Bergamo, caduta dopo calcio a Suv: morto il 21enne. Un testimone: «Investito da un’altra auto»
CIRCONVALLAZIONE. Samir Fermaca di Torre Boldone sabato 13 giugno era caduto dalla moto guidata dal cugino. Mercoledì 17 il decesso. Un automobilista ha raccontato di aver visto una vettura urtare il giovane a terra e tirare dritto. Disposta l’autopsia.
Lettura 2 min.Non ce l’ha fatta Samir Fermaca, il 21enne di origini albanesi caduto dalla moto guidata dal cugino dopo aver sferrato un calcio a un Suv. Il giovane, che risiedeva a Torre Boldone, è morto ieri pomeriggio all’ospedale Papa Giovanni di Bergamo, dove era stato ricoverato dopo l’incidente di sabato 13 giugno e dove dalla mattinata di mercoledì 17 era in osservazione per il prelievo di organi.
La dinamica dell’incidente
L’episodio – accaduto sulla circonvallazione Paltriniano, nel tratto compreso tra l’hotel Cristallo Palace e lo svincolo per l’autostrada, e originato da uno screzio per questioni di viabilità – sembrava avere una dinamica chiara. La Honda CB 750 condotta da un 26enne, pure lui di origini albanesi e domiciliato in città, stava procedendo sulla corsia centrale, su cui si è improvvisamente spostato un Suv Audi Q6, guidato da un 57enne di Dalmine. Una manovra che avrebbe indispettito i due cugini. Mentre la moto superava l’auto, Fermaca ha allungato la gamba per colpire lo specchietto della vettura, perdendo l’equilibrio e venendo sbalzato sull’asfalto. Gravissime le lesioni al capo riportate dal 21enne, nonostante indossasse il casco (che è stato sequestrato). Illeso invece il cugino, anche lui caduto dopo aver perso il controllo della Honda.
Questa è la versione fornita dal cugino, dal conducente del Suv e da un altro automobilista che viaggiava dietro all’Audi Q6: sono coincidenti ed escludono collisioni fra i due mezzi, tanto che il pm Emanuele Marchisio non ha disposto il sequestro dell’Audi e della Honda.
La testimonianza
Ma nelle ultime ore è spuntato un testimone con un particolare che è ora al vaglio degli inquirenti. L’uomo, che transitava in quel momento su un’auto, alla polizia locale ha raccontato che, dopo essere finito a terra, Fermaca sarebbe stato, se non investito in pieno, quantomeno urtato da un’altra vettura che poi avrebbe tirato dritto. Il testimone non è stato in grado di specificare modello né colore dell’auto.
Disposta l’autopsia
Il tratto dove è accaduto l’incidente non è coperto da telecamere, dunque non ci sono certezze. Nessuno, tra cugino, conducente del Suv e terzo automobilista, ha mai parlato di investimento o impatto finale con un’altra vettura. Per fugare ogni dubbio gli agenti della polizia locale stanno compiendo accertamenti e la pm Giulia Angeleri, a cui è passato il fascicolo (per ora aperto a carico di ignoti), ha disposto l’autopsia. L’esame, che verrà eseguito la prossima settimana all’ospedale Papa Giovanni, dovrà stabilire se sul corpo di Samir Fermaca ci sono segni compatibili con un urto da parte di un’auto.
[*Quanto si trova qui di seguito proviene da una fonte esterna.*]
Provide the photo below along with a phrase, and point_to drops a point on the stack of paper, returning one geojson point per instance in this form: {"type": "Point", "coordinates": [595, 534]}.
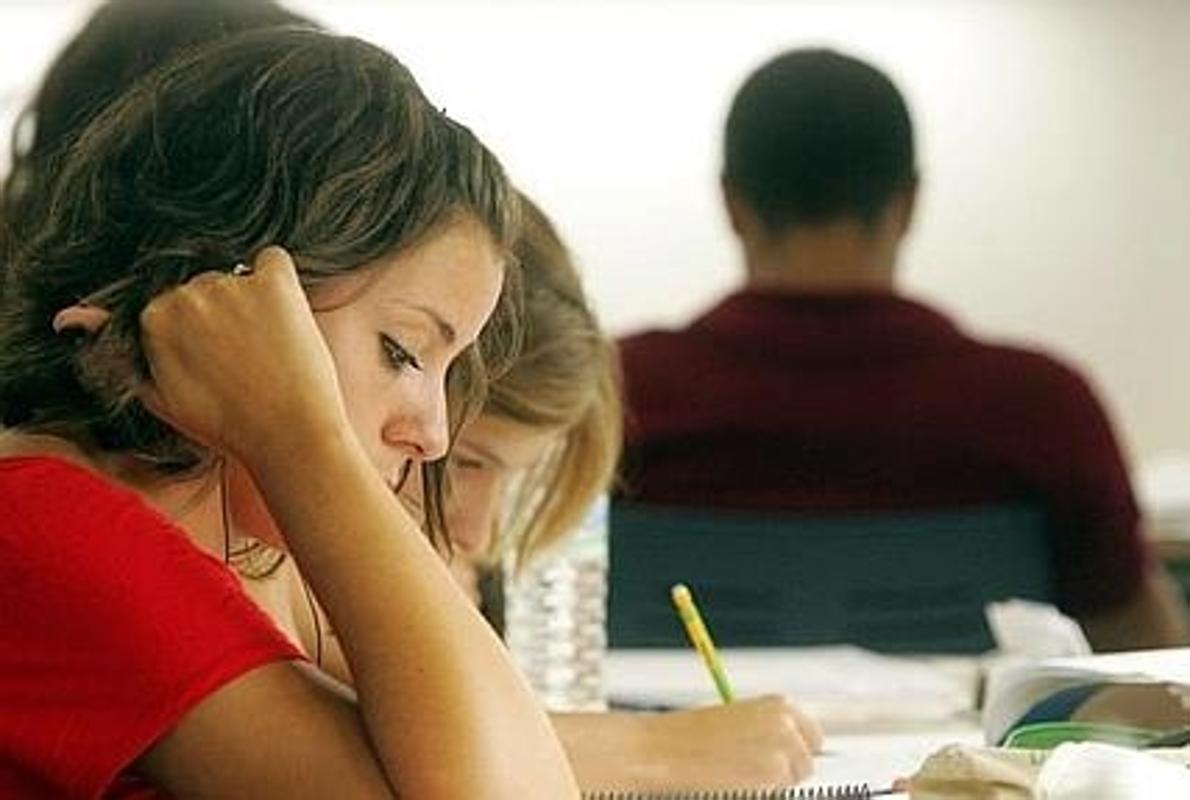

A Torre Boldone, in una palazzina al civico 2 di via Cecilia Manna, Samir Fermaca era venuto a vivere cerca un anno fa, insieme a un amico connazionale. Dava poca confidenza, ma i vicini se lo ricordano come un bravo ragazzo. «Non ho mai sentito rumori molesti provenire dal loro appartamento che è al primo piano, proprio attaccato al mio – racconta una donna sudamericana –. Entrambi educati, stavano sulle loro, ma salutavano sempre. Lui lo vedevo andare al lavoro con la bici o con il monopattino. Si vede che non aveva la patente».
L’amico che viveva con Samir in questa palazzina non si vede da sabato. Anche mercoledì 17 giugno il citofono è suonato a vuoto. Stessa situazione in via Broseta a Bergamo dove risulta residente il cugino del 21enne: nessuna risposta.